Otherwise, you can try a search on "bounding inclusion-exclusion"; perhaps that will turn up something that can be applied to your problem.


I have no idea if this bound will be of any use to you or not (or even how it compares to the inclusion-exclusion bound already posted), but you can get a quick(er) upper bound as follows.
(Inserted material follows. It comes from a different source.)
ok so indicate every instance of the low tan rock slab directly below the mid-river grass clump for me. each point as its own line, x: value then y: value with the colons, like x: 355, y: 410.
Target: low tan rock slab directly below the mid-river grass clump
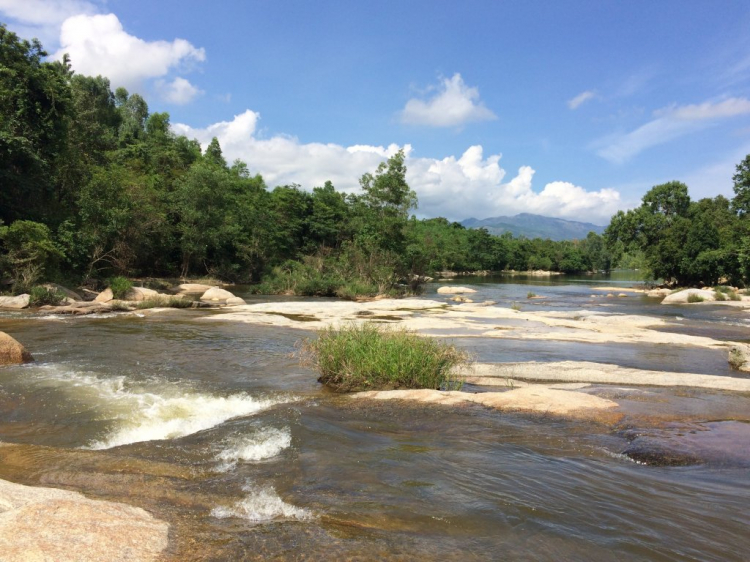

Without loss of generality let's assume the coupon we care about is coupon $k$ and that $n_1 \leq n_2 \leq \dots \leq n_{k-1}$. We can view the event that coupon $k$ is last as the intersection of $k-1$ different events.

$E_1$: The first coupon selected is not of type $k$.

$E_2$: The first coupon selected which does not match the first type of coupon drawn is not of type $k$.

...

$E_{n-1}$ the first coupon drawn does not match any of the first $n-2$ types of coupons drawn is not of type $k$.

The probability of $E_1$ is just $(1-\frac{n_k}{n})$. $P(E_2)$ is more complicated, but we know an expression for the probability of $E_2$ given that the first coupon drawn is of type $j$: $(1-\frac{n_k}{n-n_j})$, which is largest for $j=1$. It follows by averaging over all $j$ that $$P(E_2 | E_1) \leq 1-\frac{n_k}{n-n_1}$$ In general, we have $$P(E_j| E_1, E_2, \dots, E_{j-1}) \leq 1-\frac{n_k}{n-n_1-n_2-\dots-n_{j-1}}$$ And you can multiply this bound over all $1 \leq j \leq n-1$ to get a bound on the probability that $k$ is last: $$P(k \textrm{ last }) \leq \prod_{i=1}^{j-1} \left(1-\frac{n_k}{n-S_{k-1}}\right)$$ where $S_k=n_1+\dots+n_k$.

This bound is exact when all of the $n_j$ are equal, but in general it gets worse the further apart the $n_j$ are.